To the editor:
I write to add to what I suspect is a pile of letters complaining of the sexism in Michael Solot’s review of Nicholson Baker’s latest novel, The Fermata, “Reading: A Man and His Hand,” in the April 15 issue of the Reader. Although Baker’s self-indulgent obsession with quality masturbating is worth at least one good and disparaging review, Solot’s attack on Baker’s career meanders from dead end to dead end (including a particularly antiquated equation of masturbation with “self-abuse”) until it finds an apparent target in the following ugly passage:
“It may be another clue to his success that the insights in a book like The Fermata, for all its whacking priapism, are really quite feminine. I don’t mean just that Baker spends a lot of time on hair, clothes, and the minutiae of female bodies–those are his raw materials, after all. It’s that his observational beam, though intense, is also intensely myopic: it can see only what happens to cross right before his eyes–or pass through his mind–at any moment. . . . What [Baker’s books] all have in common is that their gaze is directed inside to feeling, memories, and anxieties–not outward in the masculine way.”
Suddenly, it all falls into place.
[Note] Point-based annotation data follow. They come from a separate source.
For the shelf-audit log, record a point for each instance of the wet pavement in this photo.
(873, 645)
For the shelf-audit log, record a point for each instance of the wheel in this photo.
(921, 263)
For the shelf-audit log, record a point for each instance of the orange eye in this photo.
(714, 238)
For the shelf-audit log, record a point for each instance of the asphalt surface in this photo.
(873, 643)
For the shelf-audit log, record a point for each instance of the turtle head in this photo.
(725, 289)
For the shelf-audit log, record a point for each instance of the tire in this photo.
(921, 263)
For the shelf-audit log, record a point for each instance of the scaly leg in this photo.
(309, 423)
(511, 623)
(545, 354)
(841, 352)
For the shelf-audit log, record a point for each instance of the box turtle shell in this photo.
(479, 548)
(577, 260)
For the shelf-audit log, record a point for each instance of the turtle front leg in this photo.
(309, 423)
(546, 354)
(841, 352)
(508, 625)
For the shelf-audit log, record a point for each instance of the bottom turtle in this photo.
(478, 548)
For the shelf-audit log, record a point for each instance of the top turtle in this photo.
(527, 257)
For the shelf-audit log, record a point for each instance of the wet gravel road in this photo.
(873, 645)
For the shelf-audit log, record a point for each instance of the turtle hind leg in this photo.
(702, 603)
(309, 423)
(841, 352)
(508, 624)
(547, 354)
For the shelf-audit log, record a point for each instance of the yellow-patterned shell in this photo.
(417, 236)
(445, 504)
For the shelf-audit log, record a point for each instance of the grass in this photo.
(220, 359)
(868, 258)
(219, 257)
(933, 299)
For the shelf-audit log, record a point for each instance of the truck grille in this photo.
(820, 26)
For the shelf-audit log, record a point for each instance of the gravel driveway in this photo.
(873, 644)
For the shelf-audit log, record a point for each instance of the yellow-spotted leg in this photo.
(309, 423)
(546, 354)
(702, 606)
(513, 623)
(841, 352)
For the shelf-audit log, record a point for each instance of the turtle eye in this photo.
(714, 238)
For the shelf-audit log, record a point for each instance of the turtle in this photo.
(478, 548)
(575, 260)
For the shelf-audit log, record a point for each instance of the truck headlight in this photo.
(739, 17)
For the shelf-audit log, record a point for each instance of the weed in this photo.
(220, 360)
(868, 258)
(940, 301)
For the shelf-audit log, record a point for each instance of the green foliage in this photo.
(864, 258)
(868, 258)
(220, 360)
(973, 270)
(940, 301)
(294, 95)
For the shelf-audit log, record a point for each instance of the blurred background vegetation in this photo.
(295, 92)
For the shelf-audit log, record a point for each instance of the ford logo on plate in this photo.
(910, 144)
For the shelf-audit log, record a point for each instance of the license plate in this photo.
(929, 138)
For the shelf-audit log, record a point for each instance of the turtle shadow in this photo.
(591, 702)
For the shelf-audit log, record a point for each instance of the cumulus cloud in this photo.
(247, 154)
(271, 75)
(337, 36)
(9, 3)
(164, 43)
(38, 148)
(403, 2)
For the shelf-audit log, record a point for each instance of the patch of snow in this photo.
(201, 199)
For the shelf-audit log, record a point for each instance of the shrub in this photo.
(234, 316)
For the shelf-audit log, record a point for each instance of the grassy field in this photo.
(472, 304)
Baker is not most to blame for not dealing with weightier issues than masturbation or for delighting in tasteless and predictable objectifications of women; rather, the problem is that he’s not man enough. It’s for the frailer sex to lie around and dwell on the trivia of their sexual makeup. As for men, let’s have some manly stuff about sexual conquest. I mean, seriously, what rock did you find this guy under?